I recently – and not by choice – spent some time without a phone. My phone was stolen, and due to traveling, work schedules, and other obligations, it took about three days for me to replace my phone. THE HORROR!
Prior to losing my phone, it was easy to forget how reliant I’ve become on constantly checking it. This reliance became glaringly obvious to me within minutes of not having a phone. It was a weird sensation; I found myself constantly reaching for a phone that wasn’t there, if for no other reason than to check the time. Don’t get me wrong – some of it was refreshing. I took a much-needed break from social media and had a wakeup call on just how much of my day I spend staring at my phone. There are so many wonderful uses of a phone, but there are also negative impacts to being so dependent on these devices. Here are some personal positives that I noticed about not having a phone:
- I finished work faster. Without a phone to distract me with incoming calls and texts, as well as “quick” social media breaks, I powered through longer work responsibilities in a shorter amount of time.

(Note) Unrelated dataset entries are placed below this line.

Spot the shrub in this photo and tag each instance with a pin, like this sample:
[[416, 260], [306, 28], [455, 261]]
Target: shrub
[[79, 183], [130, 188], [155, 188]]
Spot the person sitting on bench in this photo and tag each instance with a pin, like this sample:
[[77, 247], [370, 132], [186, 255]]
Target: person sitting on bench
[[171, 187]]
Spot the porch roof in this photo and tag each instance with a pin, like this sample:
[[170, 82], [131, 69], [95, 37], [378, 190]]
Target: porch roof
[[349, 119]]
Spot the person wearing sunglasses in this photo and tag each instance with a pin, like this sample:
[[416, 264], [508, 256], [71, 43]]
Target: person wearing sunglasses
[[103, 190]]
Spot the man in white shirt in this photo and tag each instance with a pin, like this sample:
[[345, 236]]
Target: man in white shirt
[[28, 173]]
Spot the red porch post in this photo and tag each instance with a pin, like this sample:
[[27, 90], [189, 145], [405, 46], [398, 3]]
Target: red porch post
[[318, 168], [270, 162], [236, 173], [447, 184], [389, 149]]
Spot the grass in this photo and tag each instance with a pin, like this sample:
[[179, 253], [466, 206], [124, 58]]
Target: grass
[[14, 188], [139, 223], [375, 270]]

- I was more present. I spent my evenings having in-person conversations with friends and roommates whereas before I would eat a meal while scrolling through apps on my phone.
- I put my executive functioning skills to the test Without a phone, I realized rather late in the evening that I had no alarm to ensure that I woke up on time for work. I problem-solved this issue by setting the oven time for eight hours. This countdown occurred all through the night and woke me up right on time in the morning!

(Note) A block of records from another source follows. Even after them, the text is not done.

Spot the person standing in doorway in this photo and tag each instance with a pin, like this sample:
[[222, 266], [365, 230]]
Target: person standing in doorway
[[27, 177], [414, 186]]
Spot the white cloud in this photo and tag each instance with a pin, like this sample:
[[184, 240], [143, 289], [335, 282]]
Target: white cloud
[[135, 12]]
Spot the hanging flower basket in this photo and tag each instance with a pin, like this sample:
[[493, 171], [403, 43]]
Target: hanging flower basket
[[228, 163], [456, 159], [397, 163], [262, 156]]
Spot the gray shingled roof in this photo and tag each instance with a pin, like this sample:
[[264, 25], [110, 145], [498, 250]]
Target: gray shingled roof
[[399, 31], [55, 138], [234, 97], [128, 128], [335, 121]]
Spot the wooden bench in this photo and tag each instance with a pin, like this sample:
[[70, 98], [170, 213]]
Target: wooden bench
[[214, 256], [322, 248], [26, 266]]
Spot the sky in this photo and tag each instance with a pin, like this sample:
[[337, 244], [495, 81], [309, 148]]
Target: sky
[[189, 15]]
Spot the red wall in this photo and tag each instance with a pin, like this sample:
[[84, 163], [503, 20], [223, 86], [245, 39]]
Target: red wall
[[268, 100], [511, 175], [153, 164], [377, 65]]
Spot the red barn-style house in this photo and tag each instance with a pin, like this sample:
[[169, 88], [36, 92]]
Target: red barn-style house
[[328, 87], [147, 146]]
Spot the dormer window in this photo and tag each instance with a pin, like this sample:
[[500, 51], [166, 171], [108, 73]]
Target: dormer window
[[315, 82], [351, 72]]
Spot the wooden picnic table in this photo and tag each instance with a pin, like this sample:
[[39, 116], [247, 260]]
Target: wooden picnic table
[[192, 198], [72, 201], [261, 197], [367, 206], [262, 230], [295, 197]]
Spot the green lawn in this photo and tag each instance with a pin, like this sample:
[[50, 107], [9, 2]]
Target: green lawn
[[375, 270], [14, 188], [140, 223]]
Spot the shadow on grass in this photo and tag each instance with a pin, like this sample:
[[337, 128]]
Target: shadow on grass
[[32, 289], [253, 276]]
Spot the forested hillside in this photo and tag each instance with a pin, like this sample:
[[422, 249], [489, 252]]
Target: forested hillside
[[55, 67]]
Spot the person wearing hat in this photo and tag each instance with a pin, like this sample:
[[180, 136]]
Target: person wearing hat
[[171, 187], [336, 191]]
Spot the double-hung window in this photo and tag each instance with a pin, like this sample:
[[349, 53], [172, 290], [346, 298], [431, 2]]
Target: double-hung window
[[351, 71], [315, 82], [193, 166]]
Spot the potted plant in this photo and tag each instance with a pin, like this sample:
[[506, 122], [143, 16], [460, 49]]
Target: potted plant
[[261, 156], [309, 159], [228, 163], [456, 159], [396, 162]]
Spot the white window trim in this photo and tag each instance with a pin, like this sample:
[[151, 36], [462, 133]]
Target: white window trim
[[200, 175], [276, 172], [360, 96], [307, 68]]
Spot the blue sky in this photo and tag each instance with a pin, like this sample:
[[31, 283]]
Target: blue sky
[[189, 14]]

Learning to self-regulate screen time is a constant endeavor. I know that many parents struggle daily with their children to get them to put the phone, tablet, etc. down in order to complete homework or simply spend time in conversation, play outside, read, and more. As a Speech-Language Pathologist who works on improving executive functioning skills with students each week, I found it eye-opening to see how I, too, can improve with balancing screen time and responsibilities.
My phone alerts me weekly as to how much time I have spent on it. Going forward, I strive to cut two hours off this time each week by setting personal limits to the number of times that I check social media or sit on my phone each morning/night. Let’s do it together!